Big Ash Chimney Sweeps will provide professional service to inspect, sweep and maintain your wood, gas, pellet, free standing stoves, inserts, fireplaces, chimneys and more…
The venting system for a wood-burning heater is every bit as important as the stove itself.
Does your woodstove have the hiccups? Does your house smell of smoke much of the time? Do you have a heck of a time getting a fire started? If you have one (or even all) of these problems, don’t blame the heater; your chimney is the most likely culprit.
Call Big Ash today for an inspection – (585)638-0300
Fireplaces and wood stoves are designed to safely contain wood-fuel fires, while providing heat for a home. The chimneys that serve them have the job of expelling the byproducts of combustion – the substances produced when wood burns. These include smoke, water vapor, gases, unburned wood particles, hydrocarbon volatile, tar fog and assorted minerals. As these substances exit the fireplace or wood stove, and flow up into the relatively cooler chimney, condensation occurs. The resulting residue that sticks to the inner walls of the chimney is called creosote.
Creosote is black or brown in appearance. It can be crusty and flaky…tar-like, drippy and sticky…or shiny and hardened. Often, all forms will occur in one chimney system. Whatever form it takes, creosote is highly combustible. If it builds up in sufficient quantities – and catches fire inside the chimney flue instead of the firebox of the fireplace or wood stove – the result will be a chimney fire.

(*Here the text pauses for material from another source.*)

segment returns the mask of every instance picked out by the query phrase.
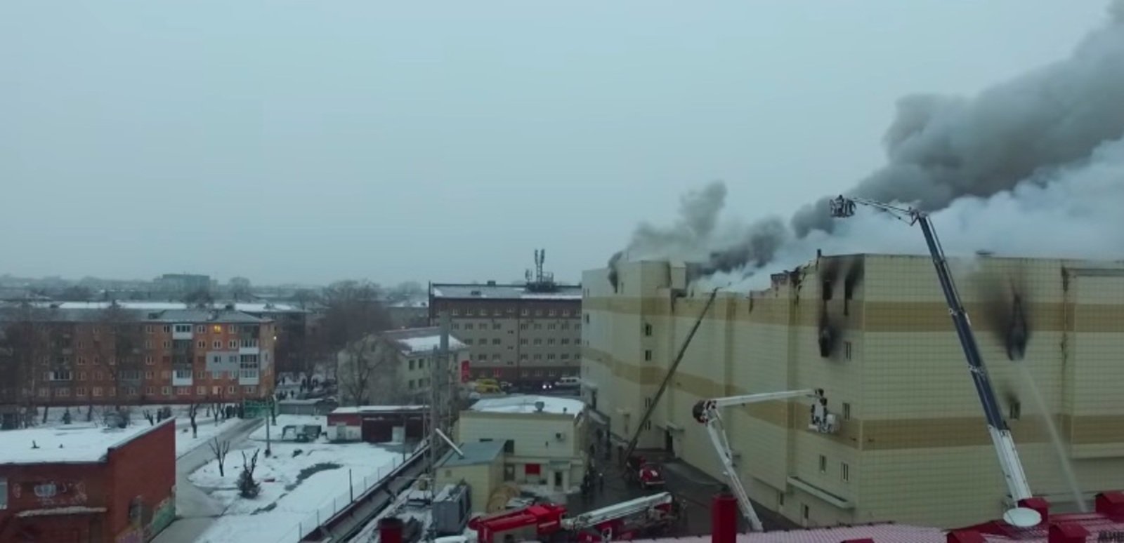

Although any amount of creosote can burn, sweeps are concerned when creosote builds up in sufficient quantities to sustain a long, hot, destructive chimney fire. Certain conditions encourage the buildup of creosote. Simply put, restricted air supply, unseasoned wood and cooler-than normal chimney temperatures are all factors that can accelerate the buildup of creosote on chimney flue walls. Air supplies on fireplaces may be restricted by closed glass doors or by failure to open the damper wide enough to move heated smoke up the chimney rapidly (the longer the smoke’s “residence time” in the flue, the more likely is it that creosote will form).
A wood stove’s air supply can be limited by closing down the stove damper or air inlets too soon and too much, and by improperly using the stovepipe damper to restrict air movement. Burning unseasoned wood – because so much energy is used initially just to drive off the water trapped in the cells of the logs– keeps the resulting smoke cooler, as it moves through the system, than if dried seasoned wood is used. In the case of wood stoves, fully packed loads of wood (that give large cool fires and 8 or 10 hour burn times) also contribute to creosote buildup. Cool flue temperatures speed creosote production, too.
Condensation of the unburned byproducts of combustion occurs more rapidly in an exterior chimney, for example, than in a chimney that runs through the center of a house and exposes only the upper reaches of the flue to the elements.
This creosote is the result of either burning wood that is not seasoned or wet.
This form of creosote can build in a very short period of time if you are not careful.
Chimney fires usually start when the fire is first started up or the appliance is reloaded . We have what I call a tall flame path, so the flames reach up and can catch the creosote on fire. Preventive maintenance can prevent any of this from happening. Once a year is a good general rule to have the chimney inspected or cleaned if using it.
As you snuggle in front of a cozy fire or bask in the warmth of your wood stove, you are taking part in a ritual of comfort and enjoyment handed down through the centuries. The last thing you are likely to be thinking about is the condition of your chimney.
However, if you don’t give some thought to it before you light those winter fires, your enjoyment may be very short-lived. Why? Dirty chimneys can cause chimneyfires, which damage structures, destroy homes and injure or kill people.
The chimney is usually the last thing standing if things get out of control or if they are not installed correctly.
Clean chimneys don’t catch fire. Make sure a CSIA Certified Chimney Sweep inspects your solid fuel venting system annually, and cleans and repairs it whenever needed. Your sweep may have other maintenance recommendations depending on how you use your fireplace or stove. CSIA recommends that you call on certified chimney sweeps, since they are regularly tested on their understanding of the complexities of chimney and venting system
It can’t be said enough,”Get your chimney cleaned and inspected annually”.
It only takes about a quarter of an inch of creosote to catch on fire.
If you are new to a home and not sure the chimney has been cleaned or inspected, you should at least have it inspected and you will be told if you the need to go any further to have it cleaned.